Sticking with the IOR example the main.sh script looks like,
#!/bin/bash mpiexec -machinefile ./MACHINEFILE -np 4 /home/laytonj/TESTING/code1.sh \ -r -w -a MPIIO -b 25m -N 4 -s 25 -t 10m -v -oNotice how I've taken the command line arguments and put them in the main.sh script. With the $@ bash predefined variable in the code script, the options are passed to the code. The code script doesn't change at all (except for the name of the binary).
#!/bin/bash /usr/bin/strace -tt -o /tmp/strace.out.$$ /home/laytonj/TESTING/IOR $@The only thing that changed was the name of the binary from code1 to IOR. So if you want to change the arguments to a code you have to modify the main script. If your code doesn't have any command line arguments, I would recommend just leaving $@ in the code for future reference.
If you look a little closer at the examples scripts for running IOR, it is interesting to note the differences compared to running it without strace. Normally, we would have a single script to run IOR where the command consists of three parts. In order they are,
- mpirun command (command to start MPI code)
- binary of code to run
- arguments to code
When the job is finished you have to go to each node used in the run, and copy the files from /tmp back to whatever file system is more permanent than /tmp. You could write all of the strace output files to a central file system, but you run the risk that you could get two PIDs that are the same. The chances of this are fairly small, but I don't like to take that chance.
Now that we know how to run our MPI jobs using strace, let's look through a simple example. I'm running the code that I presented earlier. I'm going to run with 4 MPI processes for this article. After I run the code I get four strace.out files.
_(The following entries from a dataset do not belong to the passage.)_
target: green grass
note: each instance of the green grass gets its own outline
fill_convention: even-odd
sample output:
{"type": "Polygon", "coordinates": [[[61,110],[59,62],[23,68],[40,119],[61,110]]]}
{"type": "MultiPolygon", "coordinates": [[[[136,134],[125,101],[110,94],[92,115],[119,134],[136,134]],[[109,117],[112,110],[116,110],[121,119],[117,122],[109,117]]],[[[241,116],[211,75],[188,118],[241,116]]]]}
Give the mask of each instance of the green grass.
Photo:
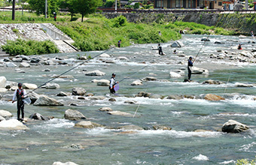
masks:
{"type": "MultiPolygon", "coordinates": [[[[15,20],[11,20],[11,11],[0,11],[0,23],[18,22],[50,22],[68,34],[75,40],[74,46],[82,51],[102,50],[111,46],[117,46],[117,41],[122,40],[121,46],[127,46],[133,44],[165,43],[178,40],[181,35],[178,32],[186,30],[187,34],[233,34],[233,31],[227,31],[222,28],[206,26],[194,22],[151,22],[149,24],[127,22],[124,16],[108,20],[99,14],[87,16],[83,22],[81,19],[70,21],[69,14],[45,19],[44,15],[37,16],[34,13],[16,12],[15,20]],[[159,35],[160,31],[162,35],[159,35]]],[[[160,20],[163,16],[158,14],[160,20]]],[[[75,18],[79,18],[77,14],[75,18]]],[[[15,30],[14,30],[15,31],[15,30]]],[[[18,46],[15,44],[15,46],[18,46]]],[[[11,48],[10,48],[11,49],[11,48]]],[[[27,51],[31,54],[29,51],[27,51]]],[[[16,52],[15,52],[16,53],[16,52]]]]}
{"type": "Polygon", "coordinates": [[[41,55],[57,53],[59,50],[56,45],[50,40],[8,40],[7,44],[2,46],[2,49],[11,56],[16,55],[41,55]]]}

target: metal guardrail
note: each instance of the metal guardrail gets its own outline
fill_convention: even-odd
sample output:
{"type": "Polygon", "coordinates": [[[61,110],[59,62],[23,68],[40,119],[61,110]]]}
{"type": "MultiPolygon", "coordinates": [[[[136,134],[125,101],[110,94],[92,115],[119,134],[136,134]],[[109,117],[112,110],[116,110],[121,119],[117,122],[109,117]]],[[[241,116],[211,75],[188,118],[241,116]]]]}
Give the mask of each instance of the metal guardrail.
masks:
{"type": "Polygon", "coordinates": [[[256,10],[224,10],[223,9],[161,9],[161,10],[117,10],[114,8],[98,8],[98,10],[102,10],[103,13],[160,13],[160,14],[188,14],[188,13],[223,13],[223,14],[255,14],[256,10]]]}

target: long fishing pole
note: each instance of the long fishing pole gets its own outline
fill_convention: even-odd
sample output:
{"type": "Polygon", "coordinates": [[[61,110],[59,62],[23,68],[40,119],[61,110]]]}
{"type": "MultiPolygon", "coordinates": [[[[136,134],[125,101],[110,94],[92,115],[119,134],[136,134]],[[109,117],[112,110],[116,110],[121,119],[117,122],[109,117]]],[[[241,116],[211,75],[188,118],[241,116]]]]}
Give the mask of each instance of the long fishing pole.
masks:
{"type": "Polygon", "coordinates": [[[226,84],[226,88],[225,88],[225,90],[224,90],[224,93],[226,93],[226,89],[227,89],[227,83],[230,81],[230,76],[228,77],[228,80],[227,80],[227,84],[226,84]]]}
{"type": "Polygon", "coordinates": [[[135,71],[134,73],[133,73],[131,75],[130,75],[129,76],[126,76],[126,77],[124,77],[123,79],[122,79],[121,80],[120,80],[119,81],[119,82],[122,82],[122,81],[123,81],[124,80],[126,80],[126,79],[128,79],[128,78],[130,78],[131,76],[133,76],[133,74],[137,74],[138,72],[139,72],[140,70],[142,70],[142,69],[144,69],[144,68],[145,68],[146,67],[148,67],[148,65],[146,65],[146,66],[144,66],[143,68],[142,68],[141,69],[139,69],[139,70],[137,70],[137,71],[135,71]]]}

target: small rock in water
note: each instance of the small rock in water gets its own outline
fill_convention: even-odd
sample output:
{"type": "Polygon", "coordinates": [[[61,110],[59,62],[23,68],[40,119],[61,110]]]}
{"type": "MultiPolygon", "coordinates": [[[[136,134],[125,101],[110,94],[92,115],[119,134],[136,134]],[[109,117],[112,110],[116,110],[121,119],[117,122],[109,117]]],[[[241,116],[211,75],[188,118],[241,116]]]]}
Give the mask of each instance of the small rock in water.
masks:
{"type": "Polygon", "coordinates": [[[49,118],[43,116],[42,115],[41,115],[40,113],[38,113],[38,112],[32,114],[31,116],[29,116],[29,118],[34,119],[34,120],[49,120],[49,118]]]}
{"type": "Polygon", "coordinates": [[[79,95],[84,96],[86,94],[87,91],[82,88],[72,88],[72,94],[73,95],[79,95]]]}
{"type": "Polygon", "coordinates": [[[109,101],[116,101],[116,100],[114,98],[110,98],[108,99],[109,101]]]}
{"type": "Polygon", "coordinates": [[[79,111],[69,109],[65,111],[65,119],[68,120],[84,120],[86,117],[79,111]]]}
{"type": "Polygon", "coordinates": [[[68,96],[68,94],[63,92],[60,92],[59,94],[57,94],[57,96],[68,96]]]}
{"type": "Polygon", "coordinates": [[[50,71],[50,69],[45,69],[45,70],[44,70],[44,71],[50,71]]]}
{"type": "Polygon", "coordinates": [[[68,161],[68,162],[66,162],[66,163],[62,163],[60,161],[56,161],[56,162],[54,162],[53,164],[53,165],[78,165],[78,164],[75,164],[75,163],[71,162],[71,161],[68,161]]]}
{"type": "Polygon", "coordinates": [[[218,96],[213,94],[207,94],[205,96],[205,99],[206,100],[225,100],[224,98],[221,96],[218,96]]]}
{"type": "Polygon", "coordinates": [[[248,130],[249,128],[235,120],[229,120],[222,126],[221,130],[227,133],[240,133],[248,130]]]}
{"type": "Polygon", "coordinates": [[[106,111],[106,112],[110,112],[113,111],[113,110],[110,107],[102,107],[99,109],[99,111],[106,111]]]}

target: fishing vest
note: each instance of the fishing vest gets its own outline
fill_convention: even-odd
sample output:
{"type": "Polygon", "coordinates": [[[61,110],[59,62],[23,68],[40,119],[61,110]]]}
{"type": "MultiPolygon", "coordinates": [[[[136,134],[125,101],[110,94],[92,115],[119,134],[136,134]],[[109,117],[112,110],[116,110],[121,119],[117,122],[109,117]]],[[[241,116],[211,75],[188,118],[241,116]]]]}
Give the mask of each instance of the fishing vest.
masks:
{"type": "Polygon", "coordinates": [[[109,81],[109,84],[111,84],[111,80],[113,79],[113,84],[112,84],[112,86],[111,86],[111,87],[112,87],[113,88],[113,86],[116,84],[115,83],[115,79],[114,78],[114,77],[111,77],[111,79],[110,79],[110,81],[109,81]]]}

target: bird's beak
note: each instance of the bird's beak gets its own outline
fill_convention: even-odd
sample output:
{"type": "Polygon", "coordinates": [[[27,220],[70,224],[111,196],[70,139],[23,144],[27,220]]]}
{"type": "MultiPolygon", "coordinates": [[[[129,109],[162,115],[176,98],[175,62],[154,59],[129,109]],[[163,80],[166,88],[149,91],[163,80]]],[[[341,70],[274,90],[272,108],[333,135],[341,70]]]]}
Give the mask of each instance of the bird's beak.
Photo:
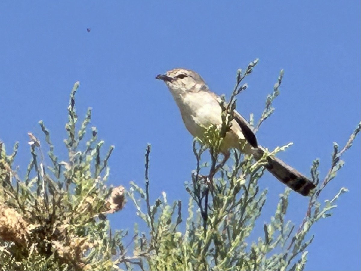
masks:
{"type": "Polygon", "coordinates": [[[171,82],[173,78],[171,77],[168,77],[165,74],[158,74],[156,76],[156,79],[158,80],[162,80],[163,81],[169,82],[171,82]]]}

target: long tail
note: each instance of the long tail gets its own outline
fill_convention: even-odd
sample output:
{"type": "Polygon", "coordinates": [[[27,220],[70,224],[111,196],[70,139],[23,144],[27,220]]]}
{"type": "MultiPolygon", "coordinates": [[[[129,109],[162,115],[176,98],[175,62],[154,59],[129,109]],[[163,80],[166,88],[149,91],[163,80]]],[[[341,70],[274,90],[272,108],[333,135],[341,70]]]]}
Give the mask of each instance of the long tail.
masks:
{"type": "MultiPolygon", "coordinates": [[[[260,151],[264,151],[263,148],[257,150],[259,156],[260,151]]],[[[265,166],[267,170],[279,181],[286,185],[293,191],[304,196],[308,196],[310,191],[316,186],[310,180],[302,174],[296,169],[286,164],[280,159],[273,156],[268,158],[268,164],[265,166]]]]}

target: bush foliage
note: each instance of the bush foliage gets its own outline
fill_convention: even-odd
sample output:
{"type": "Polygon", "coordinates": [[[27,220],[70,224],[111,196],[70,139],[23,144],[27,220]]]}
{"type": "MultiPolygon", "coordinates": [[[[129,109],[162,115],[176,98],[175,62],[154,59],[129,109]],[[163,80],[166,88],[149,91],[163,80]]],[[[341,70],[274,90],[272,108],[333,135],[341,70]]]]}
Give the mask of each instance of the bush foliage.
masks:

strace.out.3821 strace.out.3822 strace.out.3823 strace.out.3824The PIDs are numbered sequentially because I ran all 4 MPI processes on the same machine. Let's look at one of the strace output files.
If you look at the strace file, you will notice that it is much longer
than for the serial case we ran. The reason is that now we're running
an MPI code so much of the extra function calls are due to MPI doing
it's thing in the background (i.e. behind our code). The first
strace output file is listed in Sidebar One at the end of this
article. I've extracted a few of the important lines from the output
and put them below.
15:12:54.920557 access("testfile1", F_OK) = -1 ENOENT (No such file or directory)
15:12:54.920631 access(".", R_OK) = 0
15:12:54.920687 access(".", W_OK) = 0
15:12:54.920748 stat64("testfile1", 0xbfa56800) = -1 ENOENT (No such file or directory)
15:12:54.920816 open("testfile1", O_RDWR|O_CREAT|O_LARGEFILE, 0666) = 7
...
15:12:54.943471 write(7, "\200\32\6\0@$tH\200$tH\300$tH\0%tH@%tH\200%tH\300%tH"..., 400008) = 400008
15:12:54.945790 ftruncate64(7, 400008) = 0
15:12:54.945888 _llseek(7, 0, [400008], SEEK_END) = 0
15:12:54.945954 ftruncate64(7, 400008) = 0
15:12:54.946010 _llseek(7, 0, [400008], SEEK_END) = 0
If you compare these lines to the ones in the serial code, you can see that they are very similar. Despite having more "junk" in the output, let's look at the IO performance.
The write function call writes the same amount of data, 400,008 bytes. The amount of time to write the data is,
54.945790 - 54.943471 = 0.002319 seconds (2319 micro-seconds).So the IO rate of the write function is,
400,008 bytes / 0.002319 secs. = 1.7249x10^8 bytes/secondThis works out to be 172.49 MB/s. A bit faster than the serial code, but again, I think there are some caching affects.
I won't examine the other 3 strace.out.* files since it's fairly straight forward to compute the write performance for each of them. But we're only compute the IO performance for a single write call. Imagine if you have a number of write and read calls in a single code. Then you have to perform the computations for a number of write and read calls.